In some ways this is the worst of all worlds for FB investors: The company is seeing the most ominous growth deceleration in its history, with significant competition pressing in (TikTok is no small rival), even as the new metaverse initiative promises to be a very expensive gamble. Like self-driving car hype in 2010, and artificial intelligence hype long before that, the technical details of real-world implementation could take a very long time to catch up. (It isn’t at all clear that the metaverse will actually take off, or that FB will be a winner if it does.)

SNAP fell so hard in sympathy with FB because SNAP is also facing saturated competition pressure, and will likely also be forced to spend heavily if it wants to remain competitive as metaverse buzz ramps up.


Digital Payments and Streaming are Crowded Too

In the digital payments space, PYPL had a disastrous earnings report this week — shedding nearly a quarter of its value the following day — in part because growth was below expectations, fraudulent activity was shockingly high, and competitors are pressing in on all sides (a common theme).

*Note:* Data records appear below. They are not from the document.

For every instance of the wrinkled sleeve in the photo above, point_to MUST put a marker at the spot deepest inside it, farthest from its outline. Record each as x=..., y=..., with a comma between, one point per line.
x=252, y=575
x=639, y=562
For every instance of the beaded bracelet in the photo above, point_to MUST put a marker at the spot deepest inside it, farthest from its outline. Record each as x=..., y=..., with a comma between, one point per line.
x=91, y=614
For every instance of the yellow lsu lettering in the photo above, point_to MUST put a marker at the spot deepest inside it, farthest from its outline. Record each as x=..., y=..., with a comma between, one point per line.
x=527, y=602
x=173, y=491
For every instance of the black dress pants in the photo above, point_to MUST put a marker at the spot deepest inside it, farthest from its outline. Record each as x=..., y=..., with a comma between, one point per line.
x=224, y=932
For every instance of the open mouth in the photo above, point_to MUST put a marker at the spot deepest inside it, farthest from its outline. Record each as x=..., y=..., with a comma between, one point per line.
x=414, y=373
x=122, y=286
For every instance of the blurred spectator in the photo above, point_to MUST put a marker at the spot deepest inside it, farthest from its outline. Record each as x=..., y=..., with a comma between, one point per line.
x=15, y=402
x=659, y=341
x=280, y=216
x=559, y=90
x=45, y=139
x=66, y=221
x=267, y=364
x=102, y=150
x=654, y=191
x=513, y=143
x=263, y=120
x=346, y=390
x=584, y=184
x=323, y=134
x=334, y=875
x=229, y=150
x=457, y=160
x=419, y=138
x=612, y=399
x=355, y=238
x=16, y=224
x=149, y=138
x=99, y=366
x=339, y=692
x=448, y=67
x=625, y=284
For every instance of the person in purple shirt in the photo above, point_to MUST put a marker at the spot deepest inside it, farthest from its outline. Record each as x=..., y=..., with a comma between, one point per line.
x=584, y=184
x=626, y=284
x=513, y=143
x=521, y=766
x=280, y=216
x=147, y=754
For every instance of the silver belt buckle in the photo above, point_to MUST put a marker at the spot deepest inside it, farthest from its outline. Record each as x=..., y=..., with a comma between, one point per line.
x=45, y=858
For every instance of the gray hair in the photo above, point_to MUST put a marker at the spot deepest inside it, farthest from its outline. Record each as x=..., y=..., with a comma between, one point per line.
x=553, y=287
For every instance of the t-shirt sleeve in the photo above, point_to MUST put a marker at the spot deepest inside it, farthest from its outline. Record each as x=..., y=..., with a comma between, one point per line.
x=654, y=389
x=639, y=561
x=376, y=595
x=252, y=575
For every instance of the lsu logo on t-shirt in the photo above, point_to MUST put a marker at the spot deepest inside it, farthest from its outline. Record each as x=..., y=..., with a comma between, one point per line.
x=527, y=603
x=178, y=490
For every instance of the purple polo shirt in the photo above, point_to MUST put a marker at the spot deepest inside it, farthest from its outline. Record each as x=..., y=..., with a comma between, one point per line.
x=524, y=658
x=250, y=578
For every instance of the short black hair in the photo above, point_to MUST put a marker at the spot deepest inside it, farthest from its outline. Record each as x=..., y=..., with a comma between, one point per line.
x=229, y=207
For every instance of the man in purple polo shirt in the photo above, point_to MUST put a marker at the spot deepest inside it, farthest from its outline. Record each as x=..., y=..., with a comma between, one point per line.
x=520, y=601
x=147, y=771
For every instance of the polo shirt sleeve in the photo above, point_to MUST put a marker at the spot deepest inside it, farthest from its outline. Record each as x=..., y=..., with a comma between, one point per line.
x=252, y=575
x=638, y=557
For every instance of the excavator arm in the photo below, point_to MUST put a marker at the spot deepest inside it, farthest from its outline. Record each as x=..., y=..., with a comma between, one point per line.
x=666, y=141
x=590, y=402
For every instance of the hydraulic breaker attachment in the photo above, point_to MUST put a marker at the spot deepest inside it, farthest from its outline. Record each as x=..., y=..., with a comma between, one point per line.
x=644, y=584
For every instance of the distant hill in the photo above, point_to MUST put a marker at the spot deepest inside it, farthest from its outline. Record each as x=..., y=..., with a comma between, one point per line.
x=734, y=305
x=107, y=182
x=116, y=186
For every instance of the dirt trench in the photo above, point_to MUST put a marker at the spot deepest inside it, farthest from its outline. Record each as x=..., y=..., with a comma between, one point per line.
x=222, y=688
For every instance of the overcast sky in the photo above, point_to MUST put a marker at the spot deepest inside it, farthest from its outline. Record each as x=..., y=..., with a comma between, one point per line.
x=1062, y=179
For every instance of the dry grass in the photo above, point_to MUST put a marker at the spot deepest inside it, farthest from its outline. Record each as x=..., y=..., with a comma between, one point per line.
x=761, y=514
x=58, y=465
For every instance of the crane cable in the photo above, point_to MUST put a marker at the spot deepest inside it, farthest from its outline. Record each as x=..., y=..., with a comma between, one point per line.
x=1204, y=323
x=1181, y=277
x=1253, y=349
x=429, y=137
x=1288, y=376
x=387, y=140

On the PayPal earnings call, management gave a forecast of 15% to 17% revenue growth for 2022 and 19% to 22% growth in total payments volume. That sounds nice and growth-worthy, except payment volume growth in 2021 was 33%.

PayPal added to the earnings call gloom by noting that the company had identified a whopping 4.5 million fraudulent accounts, further adding that a fair number of new accounts that were opened during the pandemic were for one-time transactions or had otherwise gone dormant.

Then, too, PayPal is more of a brand name for Generation X than millennials: The hip and easy way to send payments these days is more along the lines of Venmo or Cash App, with new entrants gaining ground and PayPal struggling to maintain its growth path.

And yet, even millennial-friendly payment services, like Block (formerly Square), could struggle mightily from here due to inflated expectations and fierce competition. (Valuation multiples tend not to matter when the bulls are in charge, but once the pendulum swings, as it always eventually does, they matter a lot.)

In some ways, too, the 14.5% sympathy gap lower in SPOT was the most shocking bit of FB-related turbulence, because SPOT didn’t even miss its targets. The numbers were more or less in line with expectations, but then again, the competition is fierce and SPOT is still a money-losing company — not a good thing to be when financial conditions are tightening and interest rates are rising.

All in all, this is the kind of thing that happens at the tail end of market cycles: Companies that were once red-hot growth names start to cool as the burden of competition catches up with them.

And if you find all the red ink in growth and tech names depressing — in our view, there is a lot more to come — we would recommend casting your attention to energy stocks. The oil majors are gushing cash again (Exxon just had a blockbuster quarter), and the S&P 500 energy sector remains cheap.